Voltage-gated potassium (Kv) and sodium (Nav) channels are key determinants of cellular excitability and serve as targets of neurotoxins. Most marine ciguatoxins potentiate Nav channels and cause ciguatera seafood poisoning. Several ciguatoxins have also been shown to affect Kv channels, and we showed previously that the ladder-shaped polyether toxin gambierol is a potent Kv channel inhibitor. Most likely, gambierol acts via a lipid-exposed binding site, located outside the K(+) permeation pathway. However, the mechanism by which gambierol inhibits Kv channels remained unknown. Using gating and ionic current analysis to investigate how gambierol affected S6 gate opening and voltage-sensing domain (VSD) movements, we show that the resting (closed) channel conformation forms the high-affinity state for gambierol. The voltage dependence of activation was shifted by >120 mV in the depolarizing direction, precluding channel opening in the physiological voltage range. The (early) transitions between the resting and the open state were monitored with gating currents, and provided evidence that strong depolarizations allowed VSD movement up to the activated-not-open state. However, for transition to the fully open (ion-conducting) state, the toxin first needed to dissociate. These dissociation kinetics were markedly accelerated in the activated-not-open state, presumably because this state displayed a much lower affinity for gambierol. A tetrameric concatemer with only one high-affinity binding site still displayed high toxin sensitivity, suggesting that interaction with a single binding site prevented the concerted step required for channel opening. We propose a mechanism whereby gambierol anchors the channel's gating machinery in the resting state, requiring more work from the VSD to open the channel. This mechanism is quite different from the action of classical gating modifier peptides (e.g., hanatoxin). Therefore, polyether toxins open new opportunities in structure-function relationship studies in Kv channels and in drug design to modulate channel function.

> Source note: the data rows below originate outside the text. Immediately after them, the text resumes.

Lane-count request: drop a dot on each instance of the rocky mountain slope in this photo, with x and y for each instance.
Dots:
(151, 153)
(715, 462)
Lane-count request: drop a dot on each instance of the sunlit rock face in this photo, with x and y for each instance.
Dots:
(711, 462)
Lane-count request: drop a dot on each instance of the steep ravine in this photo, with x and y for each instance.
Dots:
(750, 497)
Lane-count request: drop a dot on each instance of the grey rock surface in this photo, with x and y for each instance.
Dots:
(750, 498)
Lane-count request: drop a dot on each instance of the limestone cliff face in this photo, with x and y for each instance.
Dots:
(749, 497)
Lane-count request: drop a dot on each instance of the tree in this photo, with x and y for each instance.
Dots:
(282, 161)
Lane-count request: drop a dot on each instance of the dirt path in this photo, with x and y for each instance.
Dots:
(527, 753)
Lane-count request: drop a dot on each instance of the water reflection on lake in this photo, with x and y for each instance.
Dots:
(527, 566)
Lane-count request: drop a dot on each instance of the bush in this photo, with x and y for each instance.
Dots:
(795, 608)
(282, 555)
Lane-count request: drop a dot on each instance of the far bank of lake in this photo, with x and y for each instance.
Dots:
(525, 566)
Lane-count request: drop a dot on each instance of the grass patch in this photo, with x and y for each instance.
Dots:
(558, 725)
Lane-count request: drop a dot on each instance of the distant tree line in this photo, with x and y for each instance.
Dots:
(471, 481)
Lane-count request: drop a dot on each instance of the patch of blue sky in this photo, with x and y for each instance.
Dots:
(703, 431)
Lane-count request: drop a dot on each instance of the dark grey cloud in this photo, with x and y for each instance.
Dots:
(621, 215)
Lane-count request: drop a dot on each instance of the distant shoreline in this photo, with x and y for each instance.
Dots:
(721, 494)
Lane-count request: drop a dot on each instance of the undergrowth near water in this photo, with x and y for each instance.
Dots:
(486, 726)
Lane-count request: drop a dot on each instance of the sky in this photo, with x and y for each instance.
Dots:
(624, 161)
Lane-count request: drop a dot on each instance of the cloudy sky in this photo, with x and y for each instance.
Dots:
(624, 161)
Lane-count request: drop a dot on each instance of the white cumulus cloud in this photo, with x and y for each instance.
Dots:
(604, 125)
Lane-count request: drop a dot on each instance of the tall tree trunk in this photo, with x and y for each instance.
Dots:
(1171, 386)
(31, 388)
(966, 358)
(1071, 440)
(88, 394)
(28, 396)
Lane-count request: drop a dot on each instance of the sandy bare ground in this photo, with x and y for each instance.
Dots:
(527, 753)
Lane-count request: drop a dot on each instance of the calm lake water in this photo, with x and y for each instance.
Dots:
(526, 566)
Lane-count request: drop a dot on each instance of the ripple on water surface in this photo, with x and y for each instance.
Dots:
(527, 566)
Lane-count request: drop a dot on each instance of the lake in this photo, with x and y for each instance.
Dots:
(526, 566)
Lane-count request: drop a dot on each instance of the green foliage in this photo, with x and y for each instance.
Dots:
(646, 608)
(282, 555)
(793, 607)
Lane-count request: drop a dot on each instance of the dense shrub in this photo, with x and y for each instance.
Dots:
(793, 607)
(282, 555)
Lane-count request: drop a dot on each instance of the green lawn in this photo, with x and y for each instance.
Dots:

电压门控钾 (Kv) 和钠 (Nav) 通道是细胞兴奋性的关键决定因素,也是神经毒素的靶标。大多数海洋雪卡毒素增强 Nav 通道并导致雪卡鱼中毒。一些雪卡毒素也已被证明会影响 Kv 通道,我们之前曾表明,梯状聚醚毒素 Gambierol 是一种有效的 Kv 通道抑制剂。很可能, Gambierol 通过位于 K(+)渗透途径之外的暴露脂质的结合位点起作用。然而, Gambierol 抑制 Kv 通道的机制尚不清楚。我们使用门控和离子电流分析来研究 Gambierol 如何影响 S6 门控开放和电压感应域 (VSD) 运动,结果表明,处于静息(关闭)状态的通道构象形成了 Gambierol 的高亲和力状态。激活的电压依赖性向去极化方向偏移超过 120 mV,使通道在生理电压范围内无法打开。通过门控电流监测到从静止状态到开放状态的(早期)转变,为 VSD 运动到激活但未打开状态提供了证据。然而,对于完全打开(离子传导)状态的转变,毒素首先需要解离。在激活但未打开状态下,这些解离动力学明显加快,推测这是因为该状态对 Gambierol 的亲和力降低。尽管只有一个高亲和力结合位点的四聚体串联体仍显示出对毒素的高敏感性,但这表明与单个结合位点的相互作用阻止了打开通道所需的协同步骤。我们提出了一种机制,即 Gambierol 将通道的门控机制锚定在静止状态,使 VSD 打开通道需要更多的功。这种机制与经典门控修饰肽(例如,汉坦毒素)的作用非常不同。因此,聚醚毒素为 Kv 通道的结构-功能关系研究和调节通道功能的药物设计开辟了新的机会。